The patriarchal structure of the Nation of Islam (NOI) promised black women the prospect of finding a provider and a protector among the organization’s men, who were fiercely committed to these masculine roles. Black women’s experience in the NOI, however, has largely remained on the periphery of scholarship. Here, Ula Taylor documents their struggle to escape the devaluation of black womanhood while also clinging to the empowering promises of patriarchy. Taylor shows how, despite being relegated to a lifestyle that did not encourage working outside of the home, NOI women found freedom in being able to bypass the degrading experiences connected to labor performed largely by working-class black women and in raising and educating their children in racially affirming environments.
Telling the stories of women like Clara Poole (wife of Elijah Muhammad) and Burnsteen Sharrieff (secretary to W. D. Fard, founder of the Allah Temple of Islam), Taylor offers a compelling narrative that explains how their decision to join a homegrown, male-controlled Islamic movement was a complicated act of self-preservation and self-love in Jim Crow America.
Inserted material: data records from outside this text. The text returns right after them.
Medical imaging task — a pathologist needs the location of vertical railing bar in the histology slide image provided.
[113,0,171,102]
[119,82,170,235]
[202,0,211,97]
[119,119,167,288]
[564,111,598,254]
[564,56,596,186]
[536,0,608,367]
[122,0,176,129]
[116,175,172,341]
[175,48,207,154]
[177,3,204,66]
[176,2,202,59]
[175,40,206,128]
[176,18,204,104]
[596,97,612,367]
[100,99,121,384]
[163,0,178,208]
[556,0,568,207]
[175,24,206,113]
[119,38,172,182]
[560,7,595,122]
Until now, histories of the NOI have not given women their due, and none have had this kind of archival breadth and reach. This is superb scholarship.”—Gerald Horne, author of Fire This Time
Ibram X. Kendi: Did you face any challenges conceiving of, researching, writing, revising, publishing, or promoting this book? If so, please share those challenges and how you overcame them?
Ula Taylor: Writing a history with living participants poses numerous challenges. First, every experience is valid but there is no way to fully capture it all; thus, I had to make choices about which voices to center and why. I tackled this challenge by interviewing numerous former members, even though approximately ten are prominently featured. The abundance of conversations allowed me to grasp the possibilities of a Believer.
Second, how one experienced the Nation of Islam (NOI) in 1960 New York City was different from North Carolina, which was different from Los Angeles. Local leaders shaped the culture of each Temple, later renamed Mosque, and I wanted to detail these distinctions. By situating the local NOI within the larger political and social culture of the United States, I was able to grapple with difference by pivoting from the anchor of Jim Crow society and patriarchy.
Third, archival resources were stashed everywhere, even sold on eBay. I have no doubt that NOI homes are filled with archival gems and I often wondered what I have missed. It’s important to tell others what you are working on. Friends and scholars kindly alerted me to sources that I would have otherwise missed.
Finally, the writing and revision process was at times overwhelming because I wanted to write a robust story, filled with individual who represented both leadership and rank and file membership. My writing partners kept me on task and honest about my production. The completion of this book happened largely because of writing retreats.